The reference was to the $430-million deal between McCourt and News Corp., which is loaning McCourt half of that amount or more and will retain a significant interest in the club’s bottom line and the new owner’s ability to service a considerable debt.
Although Major League Baseball may like the idea that one of its big-market teams may be less of a big spender, the uncertain issue of McCourt’s operating resources is a significant concern among player agents and the staff at Dodger Stadium, where the protracted and uncertain ownership situation has further affected what was once one of the industry’s flagship franchises.
For Evans, signed only through 2004, the lingering question is a painful one:
If News Corp. wasn’t going to let him take on money and McCourt wasn’t going to let him spend any, how secure can his future be?
To his credit, he hasn’t made the budget or his job status an issue, nor has he tried to force it by going to either Busch or the lame-duck chairman, Bob Daly, and saying he had to have Guerrero or they could have his job.
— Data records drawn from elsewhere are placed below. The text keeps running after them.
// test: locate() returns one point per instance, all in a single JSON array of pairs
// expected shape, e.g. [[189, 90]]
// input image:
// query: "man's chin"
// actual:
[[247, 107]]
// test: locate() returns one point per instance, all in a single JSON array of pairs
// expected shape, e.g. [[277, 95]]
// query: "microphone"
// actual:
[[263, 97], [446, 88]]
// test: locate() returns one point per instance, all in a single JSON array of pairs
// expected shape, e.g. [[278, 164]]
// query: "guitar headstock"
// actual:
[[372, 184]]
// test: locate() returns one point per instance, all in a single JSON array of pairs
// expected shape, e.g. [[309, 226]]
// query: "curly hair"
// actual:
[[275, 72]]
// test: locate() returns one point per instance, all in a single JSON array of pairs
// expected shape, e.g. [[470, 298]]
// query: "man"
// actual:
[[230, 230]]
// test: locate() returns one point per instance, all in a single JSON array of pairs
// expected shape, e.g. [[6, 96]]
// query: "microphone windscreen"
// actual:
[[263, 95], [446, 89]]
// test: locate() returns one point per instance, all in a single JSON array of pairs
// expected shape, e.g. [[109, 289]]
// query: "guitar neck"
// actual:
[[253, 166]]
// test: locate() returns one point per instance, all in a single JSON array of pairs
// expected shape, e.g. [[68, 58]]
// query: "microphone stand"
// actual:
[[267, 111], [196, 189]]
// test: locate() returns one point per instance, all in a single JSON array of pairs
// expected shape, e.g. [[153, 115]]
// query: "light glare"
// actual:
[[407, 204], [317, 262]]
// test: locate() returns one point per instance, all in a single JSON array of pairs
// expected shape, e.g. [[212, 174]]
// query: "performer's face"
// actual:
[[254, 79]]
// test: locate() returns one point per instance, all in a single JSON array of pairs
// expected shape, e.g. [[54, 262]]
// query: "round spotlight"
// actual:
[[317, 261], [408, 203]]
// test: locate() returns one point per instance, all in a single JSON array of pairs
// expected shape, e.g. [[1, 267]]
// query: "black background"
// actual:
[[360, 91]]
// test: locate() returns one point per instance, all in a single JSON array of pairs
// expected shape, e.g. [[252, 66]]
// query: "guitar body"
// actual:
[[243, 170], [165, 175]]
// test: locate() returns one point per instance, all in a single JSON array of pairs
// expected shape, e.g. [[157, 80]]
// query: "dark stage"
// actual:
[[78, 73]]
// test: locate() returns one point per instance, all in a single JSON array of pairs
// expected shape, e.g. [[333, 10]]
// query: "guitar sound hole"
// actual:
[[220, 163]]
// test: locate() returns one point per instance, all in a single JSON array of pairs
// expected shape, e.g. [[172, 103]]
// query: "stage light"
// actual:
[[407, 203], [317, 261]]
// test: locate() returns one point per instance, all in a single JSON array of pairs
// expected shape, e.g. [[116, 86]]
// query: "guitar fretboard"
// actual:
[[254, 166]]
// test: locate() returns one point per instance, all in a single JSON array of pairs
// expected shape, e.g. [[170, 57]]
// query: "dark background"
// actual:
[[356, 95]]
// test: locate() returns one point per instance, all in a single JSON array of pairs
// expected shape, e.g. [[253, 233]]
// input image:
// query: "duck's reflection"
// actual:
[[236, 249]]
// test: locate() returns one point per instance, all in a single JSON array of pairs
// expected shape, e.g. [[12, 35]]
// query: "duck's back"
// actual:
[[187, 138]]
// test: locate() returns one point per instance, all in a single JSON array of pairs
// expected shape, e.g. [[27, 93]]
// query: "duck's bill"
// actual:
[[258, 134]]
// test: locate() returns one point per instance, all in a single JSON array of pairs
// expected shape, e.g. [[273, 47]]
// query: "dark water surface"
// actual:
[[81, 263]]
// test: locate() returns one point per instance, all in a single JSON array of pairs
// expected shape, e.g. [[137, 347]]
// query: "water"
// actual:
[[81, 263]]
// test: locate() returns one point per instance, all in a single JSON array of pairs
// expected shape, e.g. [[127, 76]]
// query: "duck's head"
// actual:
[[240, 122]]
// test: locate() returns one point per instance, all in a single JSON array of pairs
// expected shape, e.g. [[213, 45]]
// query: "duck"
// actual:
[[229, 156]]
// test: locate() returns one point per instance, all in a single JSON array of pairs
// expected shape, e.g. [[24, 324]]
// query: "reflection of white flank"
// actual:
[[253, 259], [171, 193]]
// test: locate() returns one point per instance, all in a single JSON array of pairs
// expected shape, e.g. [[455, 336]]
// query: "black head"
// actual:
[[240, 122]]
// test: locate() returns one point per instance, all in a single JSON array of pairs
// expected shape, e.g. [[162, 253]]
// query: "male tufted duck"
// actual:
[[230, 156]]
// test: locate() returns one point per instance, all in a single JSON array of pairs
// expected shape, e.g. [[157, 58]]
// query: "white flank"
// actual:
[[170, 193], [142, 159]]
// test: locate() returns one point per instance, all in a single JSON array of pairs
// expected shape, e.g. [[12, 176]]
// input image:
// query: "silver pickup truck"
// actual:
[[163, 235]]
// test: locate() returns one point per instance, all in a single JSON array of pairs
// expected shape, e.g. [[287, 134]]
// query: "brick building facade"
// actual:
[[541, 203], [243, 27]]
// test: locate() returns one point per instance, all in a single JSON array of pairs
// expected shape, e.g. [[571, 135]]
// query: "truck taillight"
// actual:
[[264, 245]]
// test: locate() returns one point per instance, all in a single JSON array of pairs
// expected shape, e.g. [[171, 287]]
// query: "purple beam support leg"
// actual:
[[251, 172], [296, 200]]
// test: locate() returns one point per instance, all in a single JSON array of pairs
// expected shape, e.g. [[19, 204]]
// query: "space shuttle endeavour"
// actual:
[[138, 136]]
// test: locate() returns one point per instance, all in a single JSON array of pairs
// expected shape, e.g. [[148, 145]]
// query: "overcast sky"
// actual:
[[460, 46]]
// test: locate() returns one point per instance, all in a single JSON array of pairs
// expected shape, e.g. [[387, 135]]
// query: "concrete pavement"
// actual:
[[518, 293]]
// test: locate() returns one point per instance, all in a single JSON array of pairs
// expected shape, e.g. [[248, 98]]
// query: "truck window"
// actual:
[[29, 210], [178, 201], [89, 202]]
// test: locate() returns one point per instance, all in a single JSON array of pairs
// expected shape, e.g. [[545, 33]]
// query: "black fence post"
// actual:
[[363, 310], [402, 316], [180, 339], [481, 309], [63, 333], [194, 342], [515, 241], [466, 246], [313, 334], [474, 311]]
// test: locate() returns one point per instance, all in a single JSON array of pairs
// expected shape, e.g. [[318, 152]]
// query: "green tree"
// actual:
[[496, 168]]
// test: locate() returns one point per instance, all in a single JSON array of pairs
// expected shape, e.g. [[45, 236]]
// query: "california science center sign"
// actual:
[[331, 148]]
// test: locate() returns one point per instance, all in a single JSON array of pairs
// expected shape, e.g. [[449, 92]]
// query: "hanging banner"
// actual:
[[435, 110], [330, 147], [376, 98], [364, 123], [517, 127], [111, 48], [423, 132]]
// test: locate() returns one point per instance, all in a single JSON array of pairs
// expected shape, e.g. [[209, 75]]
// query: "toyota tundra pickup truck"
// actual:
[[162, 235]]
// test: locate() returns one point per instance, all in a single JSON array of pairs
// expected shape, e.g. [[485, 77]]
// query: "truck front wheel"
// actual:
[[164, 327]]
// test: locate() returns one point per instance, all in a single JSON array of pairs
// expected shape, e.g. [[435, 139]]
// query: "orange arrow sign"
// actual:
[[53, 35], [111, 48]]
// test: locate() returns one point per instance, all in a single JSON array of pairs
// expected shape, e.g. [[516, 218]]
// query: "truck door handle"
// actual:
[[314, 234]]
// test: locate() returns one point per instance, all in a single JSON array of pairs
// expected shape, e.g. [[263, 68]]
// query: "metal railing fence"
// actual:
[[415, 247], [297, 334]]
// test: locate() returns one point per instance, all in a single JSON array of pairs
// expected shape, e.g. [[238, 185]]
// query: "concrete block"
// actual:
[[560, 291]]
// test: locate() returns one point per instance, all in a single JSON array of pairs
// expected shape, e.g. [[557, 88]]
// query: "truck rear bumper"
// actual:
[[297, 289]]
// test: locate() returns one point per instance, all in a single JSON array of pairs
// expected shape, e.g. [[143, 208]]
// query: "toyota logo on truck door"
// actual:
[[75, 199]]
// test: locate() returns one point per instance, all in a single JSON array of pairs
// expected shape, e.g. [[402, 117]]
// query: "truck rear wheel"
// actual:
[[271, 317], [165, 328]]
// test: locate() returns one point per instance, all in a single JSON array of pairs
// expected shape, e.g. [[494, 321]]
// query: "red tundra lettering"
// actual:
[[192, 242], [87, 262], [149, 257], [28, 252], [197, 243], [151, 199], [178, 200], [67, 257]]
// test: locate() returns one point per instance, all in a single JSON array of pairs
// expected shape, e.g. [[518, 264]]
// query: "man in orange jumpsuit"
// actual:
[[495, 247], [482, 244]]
Of course, there aren’t many other GMs who would have the gumption to do that, and Evans certainly knows how that would have played out.
Where he has made his bed is in his refusal to trade any of those three prospects -- Jackson, Miller and Gutierrez.
It has been his line in the sand, and it cost him Brian Giles last July, when his pitching was strong enough to win the division, and it subsequently cost him Sexson, Lee and, to an extent, Ordonez, possibly among others.
Make no mistake, there is considerable merit to Evans’ oft-stated belief that at some point the Dodgers had to put emphasis again on a neglected farm system and the franchise’s long-term viability rather than continuing the costly and mostly elusive bid for short-term success.
If the philosophy has now relegated Evans himself to the short term, well, he said, “if you have a philosophy, you either have it or you don’t.”
Well, if the general manager truly has a plan to go with the philosophy, he would best implement it soon. The new owner may have a plan of his own.